From: "Mickaël Salaün" <mic@digikod.net>
To: Dave Chinner <david@fromorbit.com>
Cc: "Linus Torvalds" <torvalds@linux-foundation.org>,
"Jan Kara" <jack@suse.cz>,
"Christoph Hellwig" <hch@infradead.org>,
linux-fsdevel@vger.kernel.org, linux-xfs@vger.kernel.org,
linux-bcachefs@vger.kernel.org, kent.overstreet@linux.dev,
"Jann Horn" <jannh@google.com>, "Serge Hallyn" <serge@hallyn.com>,
"Kees Cook" <keescook@chromium.org>,
linux-security-module@vger.kernel.org,
"Amir Goldstein" <amir73il@gmail.com>,
"Günther Noack" <gnoack@google.com>,
"Christian Brauner" <brauner@kernel.org>
Subject: Re: lsm sb_delete hook, was Re: [PATCH 4/7] vfs: Convert sb->s_inodes iteration to super_iter_inodes()
Date: Wed, 9 Oct 2024 11:23:06 +0200 [thread overview]
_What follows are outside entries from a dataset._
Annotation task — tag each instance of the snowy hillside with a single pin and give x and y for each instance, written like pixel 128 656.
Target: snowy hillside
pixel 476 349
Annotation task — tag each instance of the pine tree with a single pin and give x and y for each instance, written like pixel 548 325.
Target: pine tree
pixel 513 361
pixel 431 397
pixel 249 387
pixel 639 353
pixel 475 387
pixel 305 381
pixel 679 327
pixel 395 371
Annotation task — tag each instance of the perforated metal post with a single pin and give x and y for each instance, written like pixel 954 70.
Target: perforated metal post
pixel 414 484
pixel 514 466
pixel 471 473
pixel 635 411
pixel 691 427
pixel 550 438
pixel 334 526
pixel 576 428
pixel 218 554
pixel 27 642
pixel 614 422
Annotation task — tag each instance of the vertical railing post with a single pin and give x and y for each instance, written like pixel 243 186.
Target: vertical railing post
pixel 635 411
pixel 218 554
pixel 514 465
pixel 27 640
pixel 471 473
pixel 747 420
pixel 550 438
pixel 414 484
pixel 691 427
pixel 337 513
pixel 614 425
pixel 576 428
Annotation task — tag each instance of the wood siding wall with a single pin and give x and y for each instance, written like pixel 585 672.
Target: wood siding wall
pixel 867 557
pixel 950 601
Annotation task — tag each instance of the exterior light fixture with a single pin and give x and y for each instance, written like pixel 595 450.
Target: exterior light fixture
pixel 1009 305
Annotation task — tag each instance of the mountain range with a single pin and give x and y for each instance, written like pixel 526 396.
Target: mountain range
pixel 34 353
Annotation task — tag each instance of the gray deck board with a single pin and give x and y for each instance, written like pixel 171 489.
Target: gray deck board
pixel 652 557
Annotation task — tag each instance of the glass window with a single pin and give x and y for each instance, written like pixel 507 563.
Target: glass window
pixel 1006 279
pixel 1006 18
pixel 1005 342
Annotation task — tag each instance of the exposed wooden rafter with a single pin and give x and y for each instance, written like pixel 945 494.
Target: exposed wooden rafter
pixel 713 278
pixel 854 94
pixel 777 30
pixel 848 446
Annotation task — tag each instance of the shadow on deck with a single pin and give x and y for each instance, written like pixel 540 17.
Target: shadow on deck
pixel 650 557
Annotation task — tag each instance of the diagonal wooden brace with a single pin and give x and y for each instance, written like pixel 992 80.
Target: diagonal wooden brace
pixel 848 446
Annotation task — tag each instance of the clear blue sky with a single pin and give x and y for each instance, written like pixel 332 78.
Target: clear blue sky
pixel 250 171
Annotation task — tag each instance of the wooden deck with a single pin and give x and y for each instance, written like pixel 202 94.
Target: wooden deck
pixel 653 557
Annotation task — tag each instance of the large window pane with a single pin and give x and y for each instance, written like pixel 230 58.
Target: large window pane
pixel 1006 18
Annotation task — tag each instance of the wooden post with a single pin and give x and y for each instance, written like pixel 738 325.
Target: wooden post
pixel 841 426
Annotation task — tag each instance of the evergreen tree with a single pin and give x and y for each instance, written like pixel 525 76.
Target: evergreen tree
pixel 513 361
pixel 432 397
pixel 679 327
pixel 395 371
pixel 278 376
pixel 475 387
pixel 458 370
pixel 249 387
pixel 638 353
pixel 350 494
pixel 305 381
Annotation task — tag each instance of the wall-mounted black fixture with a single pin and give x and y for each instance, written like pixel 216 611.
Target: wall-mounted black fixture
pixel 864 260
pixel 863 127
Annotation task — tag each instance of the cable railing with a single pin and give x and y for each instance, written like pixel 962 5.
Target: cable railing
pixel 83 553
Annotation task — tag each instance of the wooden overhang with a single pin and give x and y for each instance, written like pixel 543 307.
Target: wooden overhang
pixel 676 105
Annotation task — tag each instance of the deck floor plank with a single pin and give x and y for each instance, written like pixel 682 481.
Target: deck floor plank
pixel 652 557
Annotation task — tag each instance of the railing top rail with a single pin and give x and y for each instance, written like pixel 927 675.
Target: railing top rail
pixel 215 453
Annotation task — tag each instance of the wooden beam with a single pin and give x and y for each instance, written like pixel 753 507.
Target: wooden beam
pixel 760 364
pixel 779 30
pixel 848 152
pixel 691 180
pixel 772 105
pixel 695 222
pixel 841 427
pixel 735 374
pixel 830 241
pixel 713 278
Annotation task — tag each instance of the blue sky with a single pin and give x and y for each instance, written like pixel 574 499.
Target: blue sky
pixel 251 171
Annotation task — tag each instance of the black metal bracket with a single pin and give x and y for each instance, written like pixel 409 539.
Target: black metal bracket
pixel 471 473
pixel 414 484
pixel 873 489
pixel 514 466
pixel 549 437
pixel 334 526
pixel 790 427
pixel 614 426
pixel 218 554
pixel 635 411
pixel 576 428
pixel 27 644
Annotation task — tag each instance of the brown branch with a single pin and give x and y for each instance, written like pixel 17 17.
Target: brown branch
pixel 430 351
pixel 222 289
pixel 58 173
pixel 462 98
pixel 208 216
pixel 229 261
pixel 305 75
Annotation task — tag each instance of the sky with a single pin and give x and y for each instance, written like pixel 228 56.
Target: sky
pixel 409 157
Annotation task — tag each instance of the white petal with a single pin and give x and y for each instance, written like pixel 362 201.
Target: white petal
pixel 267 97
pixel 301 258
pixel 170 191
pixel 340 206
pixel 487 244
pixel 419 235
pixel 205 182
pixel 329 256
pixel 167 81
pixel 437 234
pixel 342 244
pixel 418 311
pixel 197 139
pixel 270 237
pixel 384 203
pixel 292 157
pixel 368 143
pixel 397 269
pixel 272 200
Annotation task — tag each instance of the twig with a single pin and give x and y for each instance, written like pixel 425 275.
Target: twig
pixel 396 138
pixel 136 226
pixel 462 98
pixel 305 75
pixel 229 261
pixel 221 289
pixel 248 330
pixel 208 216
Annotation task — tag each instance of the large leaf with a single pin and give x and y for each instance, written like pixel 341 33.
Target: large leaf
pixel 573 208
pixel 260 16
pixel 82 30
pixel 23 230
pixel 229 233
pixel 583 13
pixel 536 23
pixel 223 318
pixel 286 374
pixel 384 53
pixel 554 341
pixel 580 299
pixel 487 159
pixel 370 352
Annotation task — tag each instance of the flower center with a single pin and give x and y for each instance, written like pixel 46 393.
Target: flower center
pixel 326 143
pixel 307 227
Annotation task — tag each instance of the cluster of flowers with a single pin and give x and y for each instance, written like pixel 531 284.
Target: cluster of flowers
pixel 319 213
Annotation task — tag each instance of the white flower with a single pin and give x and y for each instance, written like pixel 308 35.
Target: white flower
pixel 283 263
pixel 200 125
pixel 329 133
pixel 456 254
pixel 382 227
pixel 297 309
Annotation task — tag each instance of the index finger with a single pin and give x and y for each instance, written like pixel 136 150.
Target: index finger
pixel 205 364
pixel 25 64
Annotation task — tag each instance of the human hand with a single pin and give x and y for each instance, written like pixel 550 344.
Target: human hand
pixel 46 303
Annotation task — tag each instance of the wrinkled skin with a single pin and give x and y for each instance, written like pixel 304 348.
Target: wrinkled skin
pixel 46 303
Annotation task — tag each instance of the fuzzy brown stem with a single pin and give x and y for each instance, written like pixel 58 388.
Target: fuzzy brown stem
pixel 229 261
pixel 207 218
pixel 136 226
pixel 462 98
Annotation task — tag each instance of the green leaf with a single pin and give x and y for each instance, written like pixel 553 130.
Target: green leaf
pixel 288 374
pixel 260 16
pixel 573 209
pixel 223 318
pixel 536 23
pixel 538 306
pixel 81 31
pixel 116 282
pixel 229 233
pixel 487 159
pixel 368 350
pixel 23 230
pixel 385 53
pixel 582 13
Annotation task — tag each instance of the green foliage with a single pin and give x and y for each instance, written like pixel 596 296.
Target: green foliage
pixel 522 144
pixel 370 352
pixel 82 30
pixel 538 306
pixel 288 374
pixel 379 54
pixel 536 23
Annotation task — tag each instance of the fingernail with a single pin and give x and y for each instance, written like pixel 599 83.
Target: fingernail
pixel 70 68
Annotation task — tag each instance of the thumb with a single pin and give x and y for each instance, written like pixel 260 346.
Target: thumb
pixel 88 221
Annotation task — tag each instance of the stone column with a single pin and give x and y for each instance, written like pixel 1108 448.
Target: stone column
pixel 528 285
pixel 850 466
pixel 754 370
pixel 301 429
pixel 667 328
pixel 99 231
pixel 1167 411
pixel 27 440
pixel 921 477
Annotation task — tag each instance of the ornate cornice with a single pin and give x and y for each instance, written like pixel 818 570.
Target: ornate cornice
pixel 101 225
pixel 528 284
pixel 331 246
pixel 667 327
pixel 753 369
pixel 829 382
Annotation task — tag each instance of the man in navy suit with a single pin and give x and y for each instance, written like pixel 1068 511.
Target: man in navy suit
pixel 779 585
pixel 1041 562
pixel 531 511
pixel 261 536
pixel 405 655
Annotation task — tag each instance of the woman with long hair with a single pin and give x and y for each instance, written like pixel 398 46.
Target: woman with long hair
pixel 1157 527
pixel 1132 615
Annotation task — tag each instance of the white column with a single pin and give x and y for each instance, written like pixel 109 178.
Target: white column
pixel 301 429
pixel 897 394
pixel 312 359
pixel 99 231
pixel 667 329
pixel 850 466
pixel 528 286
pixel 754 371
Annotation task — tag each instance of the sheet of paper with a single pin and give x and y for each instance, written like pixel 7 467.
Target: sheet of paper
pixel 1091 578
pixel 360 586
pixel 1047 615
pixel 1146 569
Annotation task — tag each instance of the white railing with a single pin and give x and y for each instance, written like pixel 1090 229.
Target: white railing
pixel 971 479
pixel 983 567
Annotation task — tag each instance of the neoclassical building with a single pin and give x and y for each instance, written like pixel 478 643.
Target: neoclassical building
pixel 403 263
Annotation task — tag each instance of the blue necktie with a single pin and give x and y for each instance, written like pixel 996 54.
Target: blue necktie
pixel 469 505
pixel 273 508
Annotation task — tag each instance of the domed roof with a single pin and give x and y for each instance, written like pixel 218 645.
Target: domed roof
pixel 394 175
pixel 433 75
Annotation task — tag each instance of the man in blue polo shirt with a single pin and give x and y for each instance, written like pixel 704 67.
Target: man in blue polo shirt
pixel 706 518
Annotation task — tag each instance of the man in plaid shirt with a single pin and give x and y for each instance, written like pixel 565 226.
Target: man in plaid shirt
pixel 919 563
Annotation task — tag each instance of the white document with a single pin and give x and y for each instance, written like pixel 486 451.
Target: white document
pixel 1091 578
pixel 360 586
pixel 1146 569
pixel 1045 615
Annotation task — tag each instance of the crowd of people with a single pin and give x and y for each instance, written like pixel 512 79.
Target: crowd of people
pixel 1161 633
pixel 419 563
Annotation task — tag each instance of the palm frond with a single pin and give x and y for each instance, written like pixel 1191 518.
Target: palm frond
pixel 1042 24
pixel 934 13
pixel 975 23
Message-ID: <20241009.ahqu6AeW3cow@digikod.net> (raw)
In-Reply-To: <ZwXMdqxz5PWNjW3C@dread.disaster.area>
On Wed, Oct 09, 2024 at 11:21:10AM +1100, Dave Chinner wrote:
> On Tue, Oct 08, 2024 at 02:59:07PM +0200, Mickaël Salaün wrote:
> > On Mon, Oct 07, 2024 at 05:28:57PM -0700, Linus Torvalds wrote:
> > > On Mon, 7 Oct 2024 at 16:33, Dave Chinner <david@fromorbit.com> wrote:
> > > >
> > > > There may be other inode references being held that make
> > > > the inode live longer than the dentry cache. When should the
> > > > fsnotify marks be removed from the inode in that case? Do they need
> > > > to remain until, e.g, writeback completes?
> > >
> > > Note that my idea is to just remove the fsnotify marks when the dentry
> > > discards the inode.
> > >
> > > That means that yes, the inode may still have a lifetime after the
> > > dentry (because of other references, _or_ just because I_DONTCACHE
> > > isn't set and we keep caching the inode).
> > >
> > > BUT - fsnotify won't care. There won't be any fsnotify marks on that
> > > inode any more, and without a dentry that points to it, there's no way
> > > to add such marks.
> > >
> > > (A new dentry may be re-attached to such an inode, and then fsnotify
> > > could re-add new marks, but that doesn't change anything - the next
> > > time the dentry is detached, the marks would go away again).
> > >
> > > And yes, this changes the timing on when fsnotify events happen, but
> > > what I'm actually hoping for is that Jan will agree that it doesn't
> > > actually matter semantically.
> > >
> > > > > Then at umount time, the dentry shrinking will deal with all live
> > > > > dentries, and at most the fsnotify layer would send the FS_UNMOUNT to
> > > > > just the root dentry inodes?
> > > >
> > > > I don't think even that is necessary, because
> > > > shrink_dcache_for_umount() drops the sb->s_root dentry after
> > > > trimming the dentry tree. Hence the dcache drop would cleanup all
> > > > inode references, roots included.
> > >
> > > Ahh - even better.
> > >
> > > I didn't actually look very closely at the actual umount path, I was
> > > looking just at the fsnotify_inoderemove() place in
> > > dentry_unlink_inode() and went "couldn't we do _this_ instead?"
> > >
> > > > > Wouldn't that make things much cleaner, and remove at least *one* odd
> > > > > use of the nasty s_inodes list?
> > > >
> > > > Yes, it would, but someone who knows exactly when the fsnotify
> > > > marks can be removed needs to chime in here...
> > >
> > > Yup. Honza?
> > >
> > > (Aside: I don't actually know if you prefer Jan or Honza, so I use
> > > both randomly and interchangeably?)
> > >
> > > > > I have this feeling that maybe we can just remove the other users too
> > > > > using similar models. I think the LSM layer use (in landlock) is bogus
> > > > > for exactly the same reason - there's really no reason to keep things
> > > > > around for a random cached inode without a dentry.
> > > >
> > > > Perhaps, but I'm not sure what the landlock code is actually trying
> > > > to do.
> >
> > In Landlock, inodes (see landlock_object) may be referenced by several
> > rulesets, either tied to a task's cred or a ruleset's file descriptor.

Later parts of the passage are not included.